178 million pirate copied products were stopped at EU borders last year, which is more than doubled compared to the previous year.
Medicine is one of the categories that increase the most, and as many as 20 million of the stopped products were assessed as potential threats to consumer health.
The piracy expert Kristina Fredlund at Awapatent sees both positive and negative explanations for the increase.
- The pirate industry is growing because it can be as profitable as drug trafficking, while the penalties and the risk of detection is still far too small, says Kristina Fredlund, lawyer and piracy expert at Awapatent.
The second important explanation for why more copies are stopped is, according to Kristina Fredlund, that all EU customs authorities cooperate ever more closely and that the industry is working actively to protect themselves.
Today, companies can make a single application for action across the EU and the national customs authorities exchange information continuously with each other, which makes the work more efficient.
- If you have a business and want to protect yourself against the copies, there are many things you can do.
To begin with you should go through your legal protection and your agreement that you are actually protected. Then you should submit an EU application for action and provide customs authorities with information so that you make it easier for them to stop copies of your products, says Kristina Fredlund.
Kristina Fredlund´s main advices to protect yourself against piracy:
Protect the products!
Make sure that your products are protected by trademark, design or patent protection both at home and on your other important markets.

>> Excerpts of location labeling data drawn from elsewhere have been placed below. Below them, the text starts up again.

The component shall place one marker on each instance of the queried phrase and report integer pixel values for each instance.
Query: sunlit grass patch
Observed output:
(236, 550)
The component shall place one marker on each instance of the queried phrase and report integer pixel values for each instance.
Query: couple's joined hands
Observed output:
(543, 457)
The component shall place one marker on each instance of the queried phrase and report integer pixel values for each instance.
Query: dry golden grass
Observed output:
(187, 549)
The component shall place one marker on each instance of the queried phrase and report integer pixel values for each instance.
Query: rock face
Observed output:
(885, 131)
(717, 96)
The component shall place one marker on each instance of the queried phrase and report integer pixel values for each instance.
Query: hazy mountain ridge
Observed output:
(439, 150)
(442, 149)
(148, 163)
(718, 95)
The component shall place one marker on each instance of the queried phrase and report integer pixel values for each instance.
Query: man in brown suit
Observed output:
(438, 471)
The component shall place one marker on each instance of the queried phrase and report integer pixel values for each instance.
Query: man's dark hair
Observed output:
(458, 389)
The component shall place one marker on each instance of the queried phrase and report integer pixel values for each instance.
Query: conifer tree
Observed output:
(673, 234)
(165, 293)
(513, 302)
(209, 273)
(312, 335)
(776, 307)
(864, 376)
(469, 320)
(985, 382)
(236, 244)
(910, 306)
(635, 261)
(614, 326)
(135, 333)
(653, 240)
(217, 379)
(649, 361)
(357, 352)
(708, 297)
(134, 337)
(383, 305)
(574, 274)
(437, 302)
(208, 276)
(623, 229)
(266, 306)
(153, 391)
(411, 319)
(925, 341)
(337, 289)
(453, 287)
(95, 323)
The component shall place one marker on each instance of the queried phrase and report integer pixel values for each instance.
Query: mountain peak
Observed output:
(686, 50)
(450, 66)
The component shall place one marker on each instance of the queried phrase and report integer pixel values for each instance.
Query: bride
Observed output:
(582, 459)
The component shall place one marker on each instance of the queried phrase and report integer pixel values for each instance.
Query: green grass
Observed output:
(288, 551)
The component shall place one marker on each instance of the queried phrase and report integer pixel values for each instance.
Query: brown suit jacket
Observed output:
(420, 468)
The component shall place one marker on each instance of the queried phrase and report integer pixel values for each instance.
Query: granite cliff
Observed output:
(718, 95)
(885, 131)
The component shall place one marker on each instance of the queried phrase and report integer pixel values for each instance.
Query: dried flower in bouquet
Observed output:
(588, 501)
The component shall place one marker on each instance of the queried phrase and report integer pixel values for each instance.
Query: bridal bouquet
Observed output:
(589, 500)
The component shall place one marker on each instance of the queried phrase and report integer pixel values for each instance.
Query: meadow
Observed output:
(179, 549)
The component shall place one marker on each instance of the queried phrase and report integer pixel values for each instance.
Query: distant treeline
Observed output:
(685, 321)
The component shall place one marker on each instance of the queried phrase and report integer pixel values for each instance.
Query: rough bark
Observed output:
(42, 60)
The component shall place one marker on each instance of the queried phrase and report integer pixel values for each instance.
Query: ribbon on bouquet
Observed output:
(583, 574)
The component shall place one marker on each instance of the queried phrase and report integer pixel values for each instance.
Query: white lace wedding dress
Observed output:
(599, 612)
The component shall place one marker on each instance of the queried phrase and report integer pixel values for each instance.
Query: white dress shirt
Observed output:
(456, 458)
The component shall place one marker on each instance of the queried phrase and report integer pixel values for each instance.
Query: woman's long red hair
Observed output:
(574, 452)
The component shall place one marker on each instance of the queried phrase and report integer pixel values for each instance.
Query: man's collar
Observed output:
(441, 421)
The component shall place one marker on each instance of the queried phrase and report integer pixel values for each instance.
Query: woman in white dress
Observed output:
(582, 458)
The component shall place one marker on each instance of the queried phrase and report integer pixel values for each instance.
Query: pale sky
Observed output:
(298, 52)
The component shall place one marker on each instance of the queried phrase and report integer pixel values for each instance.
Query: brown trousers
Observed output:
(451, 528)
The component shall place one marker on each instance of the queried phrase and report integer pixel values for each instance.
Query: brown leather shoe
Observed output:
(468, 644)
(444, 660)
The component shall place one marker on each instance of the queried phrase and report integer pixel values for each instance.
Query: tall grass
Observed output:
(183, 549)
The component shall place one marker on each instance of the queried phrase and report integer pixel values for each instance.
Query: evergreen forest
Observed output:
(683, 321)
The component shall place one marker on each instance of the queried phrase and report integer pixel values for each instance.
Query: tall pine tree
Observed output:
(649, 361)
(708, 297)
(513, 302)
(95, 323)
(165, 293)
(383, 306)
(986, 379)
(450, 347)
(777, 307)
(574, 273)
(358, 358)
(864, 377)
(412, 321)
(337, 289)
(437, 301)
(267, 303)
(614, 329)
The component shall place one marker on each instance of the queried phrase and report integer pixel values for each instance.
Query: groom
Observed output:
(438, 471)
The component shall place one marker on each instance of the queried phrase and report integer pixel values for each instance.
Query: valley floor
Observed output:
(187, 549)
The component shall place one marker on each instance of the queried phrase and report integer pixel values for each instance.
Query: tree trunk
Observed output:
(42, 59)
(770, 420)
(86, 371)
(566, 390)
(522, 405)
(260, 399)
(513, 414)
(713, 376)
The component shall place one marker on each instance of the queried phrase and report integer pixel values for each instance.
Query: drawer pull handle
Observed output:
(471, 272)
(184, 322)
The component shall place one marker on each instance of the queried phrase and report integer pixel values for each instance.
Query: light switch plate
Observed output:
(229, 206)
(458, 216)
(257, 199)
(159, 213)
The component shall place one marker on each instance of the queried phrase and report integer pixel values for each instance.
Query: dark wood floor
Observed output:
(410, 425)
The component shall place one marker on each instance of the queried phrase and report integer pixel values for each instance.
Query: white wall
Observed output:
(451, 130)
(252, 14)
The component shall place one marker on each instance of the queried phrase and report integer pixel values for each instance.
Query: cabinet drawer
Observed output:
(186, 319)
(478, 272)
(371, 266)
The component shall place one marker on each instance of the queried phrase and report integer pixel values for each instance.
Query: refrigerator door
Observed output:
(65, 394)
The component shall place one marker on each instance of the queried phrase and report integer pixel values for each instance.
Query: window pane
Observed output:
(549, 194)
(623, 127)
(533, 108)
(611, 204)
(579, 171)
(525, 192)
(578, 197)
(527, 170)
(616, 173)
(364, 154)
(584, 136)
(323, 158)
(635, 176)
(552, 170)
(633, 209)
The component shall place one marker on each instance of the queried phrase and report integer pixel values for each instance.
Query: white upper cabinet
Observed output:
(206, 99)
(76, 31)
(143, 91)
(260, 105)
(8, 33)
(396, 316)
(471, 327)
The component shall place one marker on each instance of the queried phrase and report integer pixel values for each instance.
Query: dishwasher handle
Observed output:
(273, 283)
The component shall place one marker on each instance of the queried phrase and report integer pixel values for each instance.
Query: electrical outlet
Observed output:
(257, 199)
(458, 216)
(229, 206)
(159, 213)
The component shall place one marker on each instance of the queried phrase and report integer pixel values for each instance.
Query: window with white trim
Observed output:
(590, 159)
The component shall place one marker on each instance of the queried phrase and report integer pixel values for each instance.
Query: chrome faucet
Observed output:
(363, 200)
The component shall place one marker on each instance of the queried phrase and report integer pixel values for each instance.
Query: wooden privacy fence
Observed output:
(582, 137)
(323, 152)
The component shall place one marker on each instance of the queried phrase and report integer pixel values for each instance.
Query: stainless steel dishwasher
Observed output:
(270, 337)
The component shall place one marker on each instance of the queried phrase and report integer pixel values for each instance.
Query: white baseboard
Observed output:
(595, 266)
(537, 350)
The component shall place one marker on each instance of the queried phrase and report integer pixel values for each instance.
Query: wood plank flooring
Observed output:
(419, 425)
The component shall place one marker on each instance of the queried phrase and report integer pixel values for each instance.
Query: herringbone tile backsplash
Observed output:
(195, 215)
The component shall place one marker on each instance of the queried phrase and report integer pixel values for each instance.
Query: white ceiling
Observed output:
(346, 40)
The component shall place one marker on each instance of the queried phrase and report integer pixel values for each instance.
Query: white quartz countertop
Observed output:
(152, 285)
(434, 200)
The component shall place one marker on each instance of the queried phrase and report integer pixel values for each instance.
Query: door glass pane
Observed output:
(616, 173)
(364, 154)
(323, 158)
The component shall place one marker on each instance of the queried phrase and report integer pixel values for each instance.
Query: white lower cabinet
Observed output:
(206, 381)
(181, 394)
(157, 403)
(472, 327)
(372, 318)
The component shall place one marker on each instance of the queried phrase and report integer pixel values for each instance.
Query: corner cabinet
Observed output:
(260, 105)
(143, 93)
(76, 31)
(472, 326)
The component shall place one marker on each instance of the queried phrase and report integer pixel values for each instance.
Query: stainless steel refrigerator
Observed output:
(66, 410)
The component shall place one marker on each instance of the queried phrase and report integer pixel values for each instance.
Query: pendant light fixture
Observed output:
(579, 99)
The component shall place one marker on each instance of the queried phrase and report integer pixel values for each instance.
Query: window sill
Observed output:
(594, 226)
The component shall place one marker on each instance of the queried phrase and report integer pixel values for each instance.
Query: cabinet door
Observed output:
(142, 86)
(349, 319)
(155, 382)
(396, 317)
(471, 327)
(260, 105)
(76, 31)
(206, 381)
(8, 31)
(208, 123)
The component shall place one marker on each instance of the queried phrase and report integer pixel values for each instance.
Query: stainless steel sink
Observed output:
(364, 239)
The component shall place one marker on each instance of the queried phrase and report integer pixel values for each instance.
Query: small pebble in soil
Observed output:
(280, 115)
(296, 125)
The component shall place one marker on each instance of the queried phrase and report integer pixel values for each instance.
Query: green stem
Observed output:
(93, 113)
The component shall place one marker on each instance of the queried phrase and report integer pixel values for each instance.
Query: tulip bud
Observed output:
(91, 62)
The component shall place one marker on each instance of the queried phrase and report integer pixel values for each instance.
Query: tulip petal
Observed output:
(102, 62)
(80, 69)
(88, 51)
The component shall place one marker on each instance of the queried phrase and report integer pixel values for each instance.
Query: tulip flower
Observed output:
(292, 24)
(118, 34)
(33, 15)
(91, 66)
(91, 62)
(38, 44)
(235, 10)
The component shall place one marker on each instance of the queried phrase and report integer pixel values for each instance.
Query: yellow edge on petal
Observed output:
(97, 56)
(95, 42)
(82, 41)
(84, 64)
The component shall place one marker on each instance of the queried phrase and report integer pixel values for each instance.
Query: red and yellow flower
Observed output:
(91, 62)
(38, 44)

Report to the customs authorities!
Submit a national or EU common application about intervention.
Help the custom duty to help you!
Set up clear instructions on how the customs authorities can identify genuine and fake goods.
New form or new products?
Investigate early on how you can protect new designs or new products legally. And do not wait until they have been launched - then it may be too late!
Keep an eye on suppliers!
Review your agreements with manufacturers so that unauthorized "overproduction" is sanctioned - otherwise you risk that your own subcontractors produce pirated copies.
Survey the pirates!
Seek help from your suppliers, partners, resellers and professional intelligence agents to find out where the copies are made, how they are distributed and where they are sold.
Seek advice from an expert!
For example, even if a custom tariff application is free, it requires expertise to create an effective legal protection.